Ihr seht schon, es ist ein Riesendurcheinander. Als ich zum ersten Mal den Kopf hineinsteckte, habe ich ziemlich schnell gemerkt, dass es weder Sinn noch Verstand noch Ordnung gab. Ich weiß, es muss irgendwelche nützlichen oder interessanten Dinge geben. Einige der Gegenstände stammen noch aus meiner Kindheit, aber an die komme ich nicht direkt heran, weil da noch so viel Mist herumliegt. Darum muss ich mir jedes einzelne Teil anschauen, bevor ich entscheiden kann, ob ich es wegschmeiße oder nicht. Ich will ja nichts Wichtiges übersehen. & im Lauf der Jahre habe ich gelernt, dass die wichtigsten Dinge im Leben oft nicht die offensichtlichsten sind.

Okay, genug Atmosphäre: Augen zu, steckt die Hand in den Berg da drüben, & dann sehen wir, was ihr gefunden habt …
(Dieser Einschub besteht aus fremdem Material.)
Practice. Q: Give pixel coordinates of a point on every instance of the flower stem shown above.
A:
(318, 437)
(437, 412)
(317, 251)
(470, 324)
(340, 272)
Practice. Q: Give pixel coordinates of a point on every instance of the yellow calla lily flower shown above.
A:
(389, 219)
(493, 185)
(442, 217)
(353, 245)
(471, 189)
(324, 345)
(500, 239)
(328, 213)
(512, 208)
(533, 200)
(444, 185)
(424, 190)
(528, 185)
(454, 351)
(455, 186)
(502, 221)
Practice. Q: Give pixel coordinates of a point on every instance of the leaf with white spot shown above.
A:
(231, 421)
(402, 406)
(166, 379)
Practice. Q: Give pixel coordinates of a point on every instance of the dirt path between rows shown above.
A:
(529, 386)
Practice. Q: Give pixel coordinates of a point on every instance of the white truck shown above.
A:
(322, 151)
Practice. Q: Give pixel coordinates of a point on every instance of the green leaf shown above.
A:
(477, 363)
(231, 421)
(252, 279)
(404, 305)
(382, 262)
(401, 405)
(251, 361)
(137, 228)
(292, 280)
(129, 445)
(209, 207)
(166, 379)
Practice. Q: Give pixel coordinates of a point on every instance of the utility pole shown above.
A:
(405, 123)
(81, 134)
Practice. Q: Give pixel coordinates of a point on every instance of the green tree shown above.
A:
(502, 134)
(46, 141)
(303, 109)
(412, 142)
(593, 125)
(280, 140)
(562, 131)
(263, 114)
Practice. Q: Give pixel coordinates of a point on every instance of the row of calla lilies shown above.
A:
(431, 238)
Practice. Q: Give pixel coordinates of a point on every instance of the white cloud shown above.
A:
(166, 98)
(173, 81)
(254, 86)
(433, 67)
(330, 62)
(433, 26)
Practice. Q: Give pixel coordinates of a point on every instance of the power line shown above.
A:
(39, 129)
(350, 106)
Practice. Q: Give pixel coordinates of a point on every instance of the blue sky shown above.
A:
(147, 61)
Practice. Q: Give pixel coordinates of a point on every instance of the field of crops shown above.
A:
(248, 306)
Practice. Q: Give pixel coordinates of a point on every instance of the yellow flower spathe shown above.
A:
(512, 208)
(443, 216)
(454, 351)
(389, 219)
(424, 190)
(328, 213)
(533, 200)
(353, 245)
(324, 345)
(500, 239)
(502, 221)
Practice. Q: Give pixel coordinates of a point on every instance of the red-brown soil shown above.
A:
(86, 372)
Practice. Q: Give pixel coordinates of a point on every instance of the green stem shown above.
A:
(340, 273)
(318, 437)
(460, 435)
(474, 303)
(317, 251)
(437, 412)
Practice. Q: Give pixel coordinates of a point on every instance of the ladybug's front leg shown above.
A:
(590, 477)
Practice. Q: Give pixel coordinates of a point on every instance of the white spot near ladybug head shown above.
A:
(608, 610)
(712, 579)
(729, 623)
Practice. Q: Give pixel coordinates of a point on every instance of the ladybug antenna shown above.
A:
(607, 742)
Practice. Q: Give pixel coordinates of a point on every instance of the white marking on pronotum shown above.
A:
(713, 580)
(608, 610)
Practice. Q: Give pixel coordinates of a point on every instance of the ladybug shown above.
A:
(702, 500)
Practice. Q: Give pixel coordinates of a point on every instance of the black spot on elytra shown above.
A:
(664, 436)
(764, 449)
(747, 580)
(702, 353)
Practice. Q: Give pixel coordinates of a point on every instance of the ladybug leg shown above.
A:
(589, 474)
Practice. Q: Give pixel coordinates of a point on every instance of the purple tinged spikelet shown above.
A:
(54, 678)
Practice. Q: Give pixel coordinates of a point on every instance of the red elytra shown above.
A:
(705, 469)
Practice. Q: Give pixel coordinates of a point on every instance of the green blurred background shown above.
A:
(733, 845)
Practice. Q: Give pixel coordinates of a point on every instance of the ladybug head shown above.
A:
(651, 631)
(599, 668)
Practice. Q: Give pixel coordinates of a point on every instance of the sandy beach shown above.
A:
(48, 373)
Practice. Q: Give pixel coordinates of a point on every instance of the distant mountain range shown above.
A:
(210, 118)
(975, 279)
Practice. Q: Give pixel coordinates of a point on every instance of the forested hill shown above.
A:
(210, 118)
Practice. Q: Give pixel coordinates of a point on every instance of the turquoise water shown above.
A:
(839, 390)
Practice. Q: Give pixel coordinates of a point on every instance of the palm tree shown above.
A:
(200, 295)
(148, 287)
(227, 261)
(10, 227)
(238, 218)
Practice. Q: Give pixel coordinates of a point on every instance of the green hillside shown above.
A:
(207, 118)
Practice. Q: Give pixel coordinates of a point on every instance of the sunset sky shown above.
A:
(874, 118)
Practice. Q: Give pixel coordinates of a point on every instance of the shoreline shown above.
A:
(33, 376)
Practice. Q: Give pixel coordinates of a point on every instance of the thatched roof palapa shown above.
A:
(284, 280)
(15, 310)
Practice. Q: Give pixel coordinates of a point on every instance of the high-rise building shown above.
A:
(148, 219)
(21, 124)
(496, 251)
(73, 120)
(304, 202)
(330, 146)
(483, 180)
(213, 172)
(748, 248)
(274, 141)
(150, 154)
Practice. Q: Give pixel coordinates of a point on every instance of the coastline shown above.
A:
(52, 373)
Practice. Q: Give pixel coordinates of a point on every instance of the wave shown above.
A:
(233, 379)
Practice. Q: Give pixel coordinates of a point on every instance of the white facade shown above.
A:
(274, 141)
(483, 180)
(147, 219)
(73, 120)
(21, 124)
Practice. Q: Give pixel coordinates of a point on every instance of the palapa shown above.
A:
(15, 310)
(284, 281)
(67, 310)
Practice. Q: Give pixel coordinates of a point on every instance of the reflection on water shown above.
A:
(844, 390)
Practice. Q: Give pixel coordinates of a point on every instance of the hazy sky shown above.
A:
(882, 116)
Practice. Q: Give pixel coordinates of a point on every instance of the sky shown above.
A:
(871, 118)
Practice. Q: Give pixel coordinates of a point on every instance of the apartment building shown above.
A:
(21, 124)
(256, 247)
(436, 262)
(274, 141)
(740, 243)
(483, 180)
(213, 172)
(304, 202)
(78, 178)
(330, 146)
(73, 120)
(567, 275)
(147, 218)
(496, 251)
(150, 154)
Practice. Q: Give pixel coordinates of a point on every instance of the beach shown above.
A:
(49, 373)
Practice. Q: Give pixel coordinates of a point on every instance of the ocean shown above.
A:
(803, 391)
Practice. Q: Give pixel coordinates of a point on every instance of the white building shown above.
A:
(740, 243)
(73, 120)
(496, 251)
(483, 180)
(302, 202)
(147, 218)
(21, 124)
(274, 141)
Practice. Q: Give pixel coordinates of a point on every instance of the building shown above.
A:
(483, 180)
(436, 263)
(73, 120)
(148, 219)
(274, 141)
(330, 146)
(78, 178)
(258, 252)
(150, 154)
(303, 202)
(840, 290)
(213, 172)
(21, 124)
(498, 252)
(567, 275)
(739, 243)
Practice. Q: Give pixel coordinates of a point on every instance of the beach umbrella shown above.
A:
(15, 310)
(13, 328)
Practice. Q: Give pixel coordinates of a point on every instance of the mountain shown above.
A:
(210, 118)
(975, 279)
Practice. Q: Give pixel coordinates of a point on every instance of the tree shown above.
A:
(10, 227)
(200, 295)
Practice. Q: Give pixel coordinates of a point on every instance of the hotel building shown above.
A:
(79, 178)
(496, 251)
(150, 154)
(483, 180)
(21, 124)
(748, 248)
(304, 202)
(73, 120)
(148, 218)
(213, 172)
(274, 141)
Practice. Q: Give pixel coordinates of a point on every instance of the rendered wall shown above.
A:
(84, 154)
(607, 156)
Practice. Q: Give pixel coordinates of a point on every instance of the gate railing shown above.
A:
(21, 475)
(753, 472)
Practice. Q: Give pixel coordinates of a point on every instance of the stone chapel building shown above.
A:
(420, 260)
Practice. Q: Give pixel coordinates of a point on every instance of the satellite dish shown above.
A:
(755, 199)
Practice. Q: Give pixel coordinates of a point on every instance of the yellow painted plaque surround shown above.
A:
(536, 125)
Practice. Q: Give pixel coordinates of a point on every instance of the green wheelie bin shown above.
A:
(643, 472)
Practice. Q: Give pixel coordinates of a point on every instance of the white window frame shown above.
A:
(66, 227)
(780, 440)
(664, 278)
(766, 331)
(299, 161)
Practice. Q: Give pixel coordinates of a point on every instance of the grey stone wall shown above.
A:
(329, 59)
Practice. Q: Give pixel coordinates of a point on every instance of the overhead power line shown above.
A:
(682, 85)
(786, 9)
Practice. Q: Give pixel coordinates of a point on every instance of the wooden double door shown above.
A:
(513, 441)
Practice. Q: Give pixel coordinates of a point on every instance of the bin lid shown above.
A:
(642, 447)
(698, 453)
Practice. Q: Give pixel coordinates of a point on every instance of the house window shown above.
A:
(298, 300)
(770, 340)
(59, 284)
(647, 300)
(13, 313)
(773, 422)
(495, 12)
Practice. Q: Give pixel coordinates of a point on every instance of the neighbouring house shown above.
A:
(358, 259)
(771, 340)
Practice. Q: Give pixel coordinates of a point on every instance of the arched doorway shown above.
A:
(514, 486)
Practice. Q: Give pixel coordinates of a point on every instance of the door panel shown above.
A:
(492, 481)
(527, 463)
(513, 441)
Das ist Wrigley’s Extra Kaugummi, als es noch in Streifen verkauft wurde. Es hatte sich noch nicht zu der aktuellen »Drageeform« entwickelt. Dies ist ein zwanzig Jahre altes Kaugummi. Unbenutzt. Ungekaut. Jahrelang habe ich ständig ein Päckchen Kaugummi in der rechten Jackentasche mit mir herumgetragen. Das war ein wesentlicher Bestandteil meines Elternseins. Es muss Peppermint sein. Spearmint ist zu süß. Fruchtgeschmack ist abartig. Aber dieses Päckchen stammt aus der Zeit, bevor ich Vater wurde. Dies ist das Kaugummi eines Junggesellen.

Das ist tatsächlich ein guter Ausgangspunkt, denn es beweist, dass wir da oben so ziemlich alles finden können. Ihr habt vielleicht stapelweise wertvolle Manuskripte & zerfallende Masterbänder erwartet (zu denen kommen wir später) – ein Blick in das selbst kuratierte Kreativarchiv. Aber es wird eher so sein, als durchsiebte man eine Mülldeponie (oder sollte es eher »Erinnerungsdeponie« heißen?) Es ist tatsächlich eine Art Archiv, das wird sich vielleicht im Lauf der Zeit zeigen. Aber erst mal: Ich habe keine Ahnung, wieso das Kaugummi hier liegt – ich habe jedenfalls keinen Kaugummispeicher, so wie andere Leute einen Weinkeller –, aber da ist es: Wir haben es gefunden & darüber nachgedacht. Es ist ein Foto wert, aber nicht das Aufheben. Das klassische Wrigley’s Extra Gum kommt in die Mülltonne. Oder anders gesagt: WEG. (Meine Güte, ich komme mir so kühn vor.)

Nächstes Objekt: ein Aufnäher vom Wigan Casino. Das Wigan Casino war Mitte der 70er das Epizentrum der Northern-Soul-Szene. Ich war zu jung, es aus erster Hand mitzubekommen, aber ich erinnere mich, wie ältere Jungs mit dem passenden »Look« in die Schule kamen: hochtaillierte Hosen mit megaweitem Schlag. Frisur: Federschnitt. Einmal bekam ich einen Tritt ins Gesicht, als jemand in einem vollen Wohnzimmer zu dicht neben mir crowdsurfen wollte, auch wenn das damals noch nicht so hieß.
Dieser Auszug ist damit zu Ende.